Progress 4GL query

Question

I have a table say 'Employee' with one single field say 'Name'. There are say 9 records in the table. I need to write a 'for each' query with the help of 'where' clause by which i will be able to view/display one selected name (say 'Sheldon' being the 6th record of the 9) at the very first and the rest 8 records(names) in alphabetical order. **Note: Only by constructing a query as such. No concept of temp-tables, buffers. nothing allowed within the 'for each' block other than 'display' statement.

Answer 1

I think that you are saying that you have an employee table with records like:

Dan
Gus
Mike
Paul
Rich
Sheldon
Shelley
William
Xavier

And you want the output to be:

Sheldon
Dan
Gus
Mike
Paul
Rich
Shelley
William
Xavier

You cannot do this in a single FOR EACH because you have two quite distinct queries. One to find the "sheldon" record (or records -- you didn't say if they are unique) and one to find all of the rest.

You could do it like so:

do with frame a.
  for each employee no-lock where name = "Sheldon":
    display name with frame a 10 down.
    down with frame a.
  end.
  for each employee where name <> "Sheldon" by name:
    display name with frame a.
    down with frame a.
  end.
end.

(The "do with frame a" and various other "frame a" bits are just to use a single frame. If you don't care about that you don't need those bits.)

If you are willing to expand your horizons a bit and stoop to using FIND you could do it like so:

find employee no-lock where name = "sheldon".

repeat:

  if not available employee then leave.

  display name with 10 down.

  if name = "sheldon" then
    find first employee no-lock where name <> "sheldon" no-error.
   else
    find next employee where name <> "sheldon" no-error.

end.

Answer 2

For obvious reasons I haven't spent much time testing this but the vile trickery appears to be:

for each employee where name = "sheldon" or name <> "sheldon":
  display name.
end.

As I said -- I'd use this as a disqualifying test.
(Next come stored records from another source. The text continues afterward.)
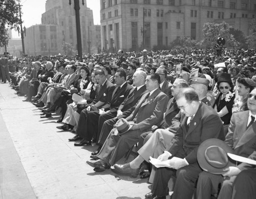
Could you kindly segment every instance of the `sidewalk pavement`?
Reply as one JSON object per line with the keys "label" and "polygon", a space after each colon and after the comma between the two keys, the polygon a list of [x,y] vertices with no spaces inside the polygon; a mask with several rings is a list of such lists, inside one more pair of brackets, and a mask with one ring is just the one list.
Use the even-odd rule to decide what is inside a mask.
{"label": "sidewalk pavement", "polygon": [[147,179],[95,172],[86,161],[97,147],[75,147],[74,135],[56,128],[58,115],[40,118],[15,92],[0,83],[0,199],[139,199],[150,191]]}

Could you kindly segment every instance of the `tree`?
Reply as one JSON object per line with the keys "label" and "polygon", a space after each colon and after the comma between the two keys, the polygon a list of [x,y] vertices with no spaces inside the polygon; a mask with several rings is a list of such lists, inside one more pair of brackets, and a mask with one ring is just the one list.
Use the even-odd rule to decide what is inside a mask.
{"label": "tree", "polygon": [[235,48],[240,45],[233,35],[230,33],[232,27],[225,21],[221,24],[205,23],[203,29],[203,39],[201,41],[206,48],[212,48],[216,43],[218,37],[225,38],[226,46]]}
{"label": "tree", "polygon": [[254,18],[251,20],[249,30],[251,34],[247,38],[248,47],[254,49],[256,47],[256,18]]}

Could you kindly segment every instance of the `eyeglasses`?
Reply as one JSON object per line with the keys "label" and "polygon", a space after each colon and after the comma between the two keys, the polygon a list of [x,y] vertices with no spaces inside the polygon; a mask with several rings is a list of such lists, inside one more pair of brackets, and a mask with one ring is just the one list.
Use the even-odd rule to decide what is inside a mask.
{"label": "eyeglasses", "polygon": [[254,100],[256,100],[256,95],[253,95],[252,94],[251,94],[250,93],[247,94],[247,97],[248,98],[250,98],[252,97],[254,97]]}
{"label": "eyeglasses", "polygon": [[178,107],[180,109],[182,109],[183,110],[185,110],[185,108],[188,105],[188,104],[187,104],[185,106],[178,106]]}
{"label": "eyeglasses", "polygon": [[226,86],[225,87],[220,86],[219,88],[220,88],[220,90],[223,90],[223,89],[224,89],[224,88],[225,88],[225,89],[226,89],[226,90],[227,90],[228,89],[230,88],[230,87],[228,86]]}

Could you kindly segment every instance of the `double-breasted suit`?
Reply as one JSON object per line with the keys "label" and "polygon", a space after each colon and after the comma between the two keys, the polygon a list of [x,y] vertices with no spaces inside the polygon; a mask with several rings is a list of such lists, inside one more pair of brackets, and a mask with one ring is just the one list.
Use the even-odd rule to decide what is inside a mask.
{"label": "double-breasted suit", "polygon": [[222,122],[217,113],[203,103],[200,103],[189,124],[187,124],[188,117],[184,114],[182,117],[184,118],[181,118],[180,126],[172,140],[170,148],[166,150],[172,157],[185,158],[189,165],[177,171],[167,167],[158,168],[152,189],[154,194],[168,195],[168,182],[176,175],[173,198],[191,197],[198,174],[202,171],[197,162],[198,147],[204,141],[218,138],[224,133]]}
{"label": "double-breasted suit", "polygon": [[[139,99],[142,95],[148,92],[146,90],[146,86],[143,85],[138,90],[137,88],[132,89],[126,98],[120,105],[118,108],[123,112],[123,116],[124,118],[130,115],[134,108],[135,104],[138,102]],[[106,140],[106,138],[113,128],[114,124],[117,121],[115,117],[117,116],[117,110],[116,112],[112,112],[109,114],[101,115],[99,119],[99,126],[98,128],[98,134],[97,141],[100,145],[102,145]]]}
{"label": "double-breasted suit", "polygon": [[115,115],[115,114],[116,115],[116,112],[118,106],[127,97],[132,87],[131,85],[125,82],[121,87],[118,86],[115,89],[110,102],[110,105],[106,104],[102,106],[105,111],[109,111],[109,112],[102,115],[99,114],[99,110],[88,112],[88,116],[86,121],[85,121],[83,131],[82,132],[79,132],[79,135],[80,136],[88,141],[91,140],[93,137],[97,140],[97,138],[99,136],[97,136],[98,127],[99,126],[98,121],[100,120],[99,118],[100,118],[101,115],[104,115],[108,116]]}
{"label": "double-breasted suit", "polygon": [[138,129],[130,130],[121,136],[110,134],[97,157],[113,165],[120,159],[139,140],[140,135],[151,129],[153,125],[159,125],[168,102],[168,97],[159,89],[151,95],[146,93],[137,104],[127,121],[133,121]]}

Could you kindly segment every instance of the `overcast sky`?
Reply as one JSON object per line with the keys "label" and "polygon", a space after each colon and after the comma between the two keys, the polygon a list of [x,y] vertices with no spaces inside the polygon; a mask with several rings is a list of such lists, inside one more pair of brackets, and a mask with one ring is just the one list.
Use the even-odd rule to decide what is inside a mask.
{"label": "overcast sky", "polygon": [[[28,28],[36,24],[41,24],[41,14],[45,12],[45,4],[47,0],[20,0],[22,5],[22,10],[23,14],[22,20],[24,21],[23,26]],[[69,0],[66,0],[69,1]],[[80,0],[82,1],[82,0]],[[72,0],[72,3],[74,0]],[[91,8],[93,12],[93,19],[95,25],[100,24],[100,0],[86,0],[87,7]],[[13,38],[20,38],[18,33],[12,31]]]}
If you think like this then your code is more trouble than it is worth. IMHO.

Answer 3

Normally you'd use a FIND for this, but since you asked for a FOR EACH - here's one w/out the WHERE. You can easily add that to get any end result you want.

FOR EACH employee  
    NO-LOCK 
    BY Employee.name:

    DISPLAY employee.name WITH DOWN.

END.

Answer 4

Use two for eaches. first one returns from your selected name and larger alphabetical and the 2nd starts from beginning and breaks as soon as get to your selected name. This will display fields alphabetically starting at your selected name. This assume name is alphabetically sorted key field else can use other options to sort values.

Sorry did not test code, or worry about formatting. Also not sure by what you mean the rest must be alphabetically so here are two variations.

With using a temp table it would be even easier to do any 1 of these approaches.

Should be like this if you want to show sheldon and then alpha from sheldon onwards:

FOR EACH employee  where name >= "sheldon" NO-LOCK:
    DISPLAY employee.name.
END.

FOR EACH employee  NO-LOCK:
    if employee.name = "sheldon"
        break;
    DISPLAY employee.name.
END.

Should be like this if you want to show sheldon and then alpha from start, excluding sheldon:

FIND employee no-lock where name = "sheldon".
DISPLAY employee.name.

FOR EACH employee  NO-LOCK where name <> "sheldon":
    DISPLAY employee.name.
END.

Answer 5

A relatively non-evil way, for the record, which is safe against future releases of Openedge screwing with you:

for each employee 
    no-lock
    by (if employee.name = "sheldon" then 1 else 2)
    by employee.name
:
    display employee.
end.

...but the performance will be horrible.